About 90 percent of the wetlands around San Francisco Bay have been lost, with many diked off and filled in as communities around the bay expanded. About 30,000 acres are awaiting restoration, Lewis says.

In the South Bay, some 15,000 acres of former are being restored, but the project still needs millions more in funding.

“This is a crucial time to start this work and raise the money that can restore marshes now,” says Lewis. “The longer we wait, the harder and more expensive it is to restore tidal marsh, once sea level starts increasing.”

In addition to restoring wildlife habitat, wetlands and levees could protect important roads, highways, wastewater treatment plants and even tech companies.
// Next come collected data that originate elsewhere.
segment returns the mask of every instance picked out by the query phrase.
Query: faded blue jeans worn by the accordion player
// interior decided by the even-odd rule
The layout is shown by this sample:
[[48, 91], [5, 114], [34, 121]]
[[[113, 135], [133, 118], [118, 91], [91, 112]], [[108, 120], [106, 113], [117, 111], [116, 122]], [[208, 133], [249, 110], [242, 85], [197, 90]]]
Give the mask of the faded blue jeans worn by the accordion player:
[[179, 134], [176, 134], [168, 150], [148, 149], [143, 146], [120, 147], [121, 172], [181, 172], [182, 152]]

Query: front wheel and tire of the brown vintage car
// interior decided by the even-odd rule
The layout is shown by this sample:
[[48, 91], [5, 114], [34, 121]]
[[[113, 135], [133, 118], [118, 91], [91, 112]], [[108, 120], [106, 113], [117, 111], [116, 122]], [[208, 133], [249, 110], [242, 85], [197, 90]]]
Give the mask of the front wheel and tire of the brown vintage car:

The headquarters of Facebook, Google, Cisco and more than a dozen others sit right on the bay’s edge.

“This concerns the health and welfare of the entire region,” says Mike Mielke of the Silicon Valley Leadership Group. “It’s that simple.”

Supporters of the measure will have to make that case to the entire Bay Area, including residents who don’t live next to the bay.
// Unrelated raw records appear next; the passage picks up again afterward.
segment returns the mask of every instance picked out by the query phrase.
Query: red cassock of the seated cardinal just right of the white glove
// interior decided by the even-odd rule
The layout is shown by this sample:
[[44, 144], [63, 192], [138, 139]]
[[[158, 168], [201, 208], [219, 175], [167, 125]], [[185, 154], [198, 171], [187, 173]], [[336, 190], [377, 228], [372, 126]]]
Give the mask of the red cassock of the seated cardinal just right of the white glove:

“Even if your daily commute doesn’t take you near the water’s edge, if there’s a significant problem on the roadway because of flooding, that is going to impact you, because people are going to change the way they get to work and commute,” says Mielke.

The $500 million from the new parcel tax is only about a third of what’s needed to restore more than 30,000 acres around the bay.

“This is a good first step,” says Mielke. “We’re going to need money from the state and we’re going to need money from the federal government.”

The parcel tax measure needs a two-thirds majority to pass, not within each county, but across all nine counties where residents will vote.